Commentary: Counting on personal responsibility of others to keep COVID-19 at bay can be tricky
Living with COVID-19 isn't easy. The problem here is that the responsibility we are asked to take is not for our own person but for someone else says the Financial Times' Robert Shrimsley.
LONDON: We must learn to live with the virus. We must take personal responsibility. Freed from the shackles of the law and the sanctions of four-figure fines, the government is setting England free once more to laugh in the face of COVID-19 and hope that it doesn’t laugh back in ours.
I suspect the government is roughly right in its thinking. Sooner or later we have to reclaim normality and what better time than when the number of daily cases is doubling in a fortnight?
I mean, if we waited until they were lower again it wouldn’t be sporting, would it? And in fairness to the prime minister, we can hardly learn to live with the virus if there’s not much of it about.
CONFUSING WHAT LIVING WITH THE VIRUS MEANS
But even though I broadly agree with the reopening (I really can’t see the argument for nightclubs but, then again, I never could), the new slogans are already beginning to grate. “Hands, face, space” may have been tiresome but it was at least informative.
What are we to make though of “Learn to live with it”, which, as a piece of advice, boils down to little more than “Stop whining”. Actually, it looks like the message is: “With the most vulnerable jabbed, we are going for herd immunity. Learn to live with it.”

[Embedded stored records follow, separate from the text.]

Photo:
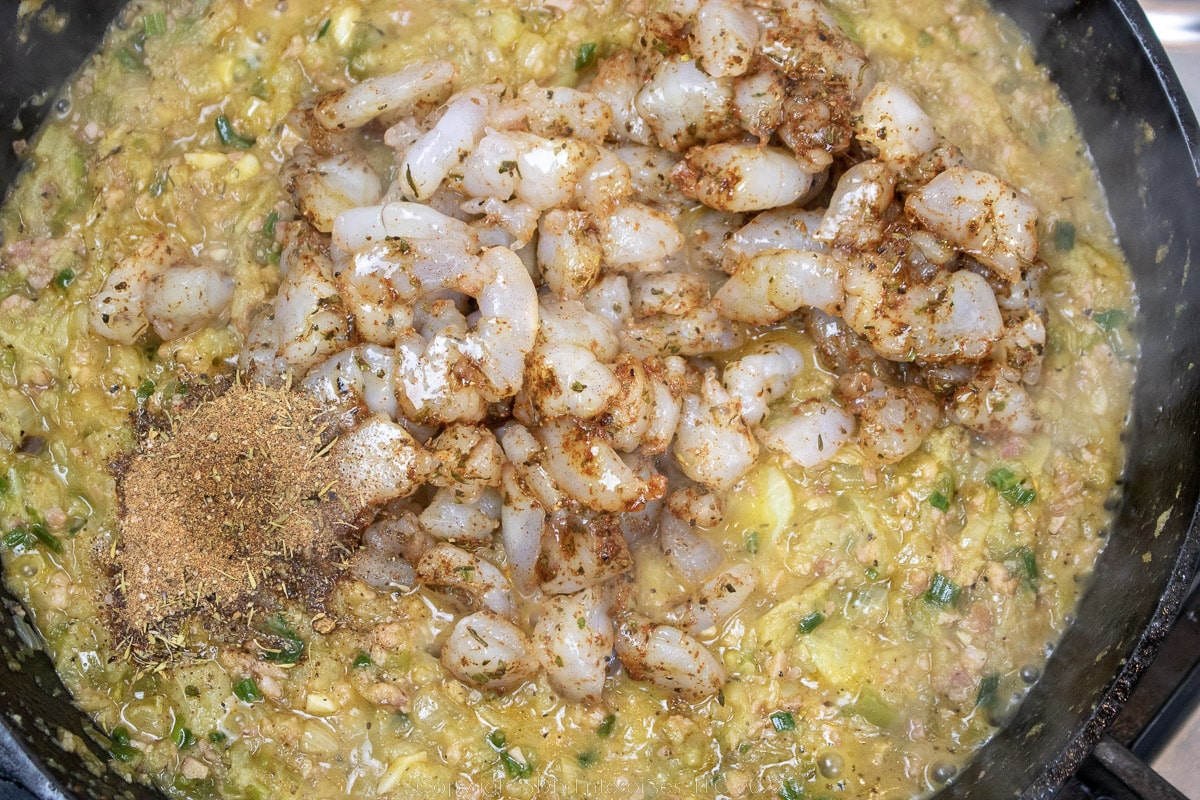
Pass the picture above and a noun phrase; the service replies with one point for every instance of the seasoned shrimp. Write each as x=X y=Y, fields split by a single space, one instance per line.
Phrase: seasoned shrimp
x=684 y=106
x=761 y=376
x=982 y=215
x=724 y=37
x=773 y=283
x=574 y=642
x=713 y=444
x=811 y=435
x=951 y=318
x=489 y=651
x=733 y=176
x=893 y=420
x=357 y=106
x=480 y=583
x=669 y=659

Except the first part was mysteriously left off official communications. The attitude underpinning “Learn to live with it” is essentially “S*** happens”, a brave position since when it happens to the electorate, it tends to happen to the government too.
Already, trains and shops are sprinkled with people whose idea of personal responsibility is to wear a face mask but not over their nose.
Even if the argument is valid, the advice is not entirely helpful. It is not, for example, a line I would feel any confidence advocating in regard to housework.
As the plates pile up in the sink, I’m not sure I would do well telling my wife that we have to learn to live with dirty crockery.
TAKING BACK PERSONAL RESPONSBILITY
We do not generally “learn to live” with burglary. Although, on reflection, that does often seem to be the UK police’s approach.
Nor is home secretary Priti Patel learning to live with illegal immigration or offering people-smugglers the patently sensible advice to show some personal responsibility.
This is where the other asinine slogan comes in. It may indeed be time for us to take back personal responsibility and, for most of this crisis, the true story has been of people in the UK trying to follow the rules — those people outside government, anyway.
But in my experience, those who need to be told this are the ones least likely to exercise it. Already, trains and shops are sprinkled with people whose idea of personal responsibility is to wear a face mask but not over their nose.
And how ready do I feel to count on the personal responsibility practised by the kind of self-regarding heroes who brag about refusing the vaccine and think their refusal to don a mask places them on a par with Soviet dissidents or the French resistance?
In many cases, personal judgment is entirely appropriate. I do not have to go into a crowded pub if it bothers me (though the staff have no option).
I can be as careful as I feel I need to be in social interactions. But many have no choice about using the Tube, and there seems no good reason for removing the mask requirement on public transport.
PERSONAL RESPONSIBILTIY FOR THE PUBLIC GOOD
The problem here is that the responsibility we are asked to take is not for our own person but for someone else. Those who remain fearful are having to rely on those who do not.
So even if you think, as I do, that the government is not wrong to remove most restrictions, it might be a nice example of the responsibility it espouses to accommodate a few lingering rules in those areas where people are dependent on the consideration of others.
Yes, it is an imposition, but the existence of government itself is a recognition that unchecked personal responsibility is rarely enough for good order.
Meanwhile, in the spirit of constructive criticism, I’d like to offer an alternative slogan for the new era of personal responsibility: “COVID-19’s still with us. Don’t be a git.”